Efficient estimation of nonparametric genetic risk function with censored data

成果类型:
Article
署名作者:
Wang, Yuanjia; Liang, Baosheng; Tong, Xingwei; Marder, Karen; Bressman, Susan; Orr-Urtreger, Avi; Giladi, Nir; Zeng, Donglin
署名单位:
Beijing Normal University; Columbia University; Harvard University; Harvard University Medical Affiliates; Beth Israel Deaconess Medical Center; Tel Aviv University; Sackler Faculty of Medicine; University of North Carolina; University of North Carolina Chapel Hill
刊物名称:
BIOMETRIKA
ISSN/ISSBN:
0006-3444
DOI:
10.1093/biomet/asv030
发表日期:
2015
页码:
515532
关键词:
quantitative trait loci parkinson-disease kin-cohort g2019s mutation ashkenazi jews penetrance lrrk2 regression phenotype inference
摘要:
With the discovery of an increasing number of causal genes for complex human disorders, it is crucial to assess the genetic risk of disease onset for individuals who are carriers of these causal mutations and to compare the distribution of the age-at-onset for such individuals with the distribution for noncarriers. In many genetic epidemiological studies that aim to estimate causal gene effect on disease, the age-at-onset of disease is subject to censoring. In addition, the mutation carrier or noncarrier status of some individuals may be unknown, due to the high cost of in-person ascertainment by collecting DNA samples or because of the death of older individuals. Instead, the probability of such individuals' mutation status can be obtained from various other sources. When mutation status is missing, the available data take the form of censored mixture data. Recently, various methods have been proposed for risk estimation using such data, but none is efficient for estimating a nonparametric distribution. We propose a fully efficient sieve maximum likelihood estimation method, in which we estimate the logarithm of the hazard ratio between genetic mutation groups using B-splines, while applying nonparametric maximum likelihood estimation to the reference baseline hazard function.

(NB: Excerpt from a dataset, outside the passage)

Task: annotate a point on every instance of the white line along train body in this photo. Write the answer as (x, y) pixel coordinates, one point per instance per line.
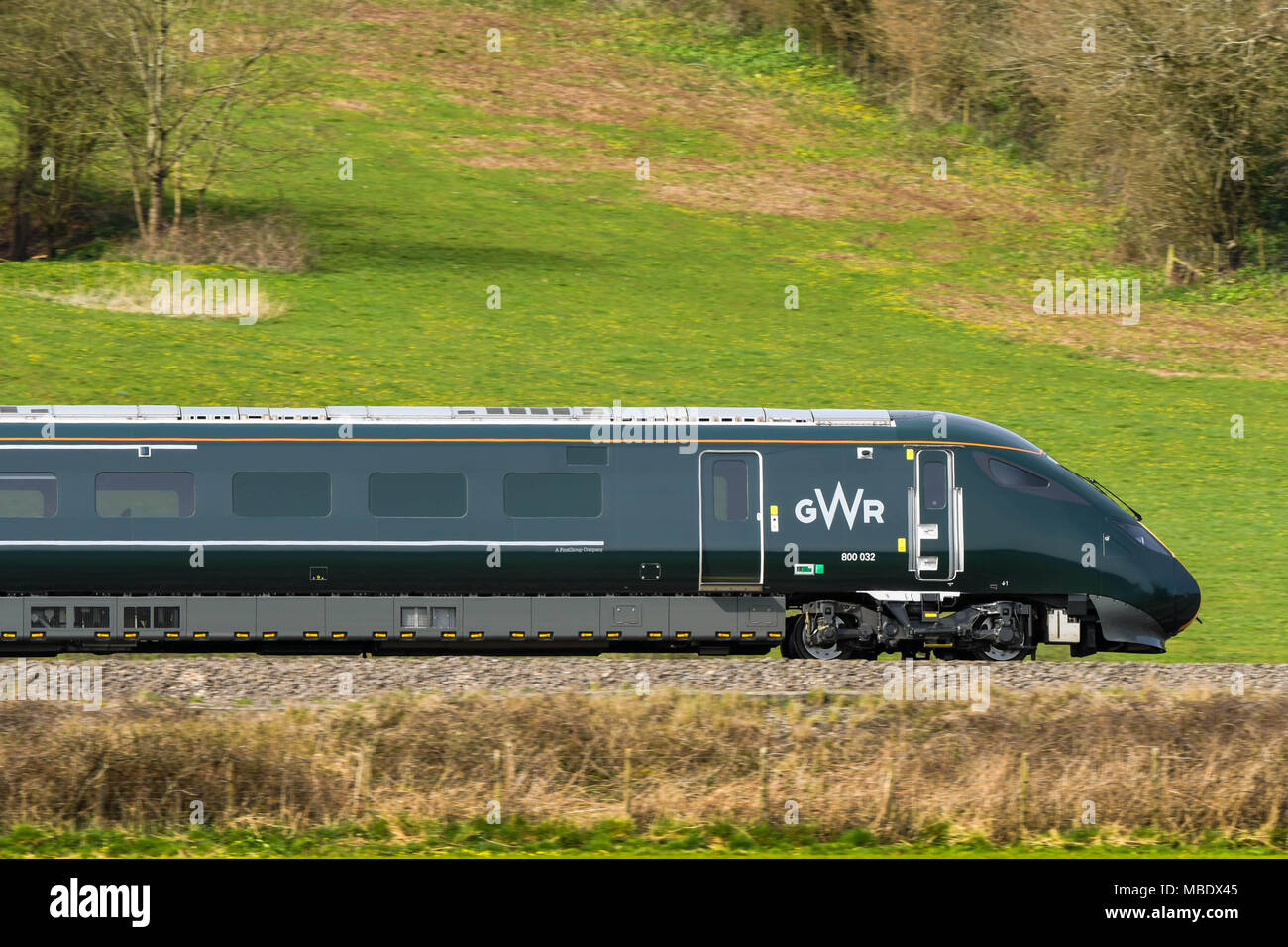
(429, 530)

Our estimator can be calculated via an expectation-maximization algorithm which is much faster than existing methods. We show that our estimator is consistent and semiparametrically efficient and establish its asymptotic distribution. Simulation studies demonstrate the superior performance of the proposed method, which is used to estimate the distribution of the age-at-onset of Parkinson's disease for carriers of mutations in the leucine-rich repeat kinase 2, LRRK2, gene.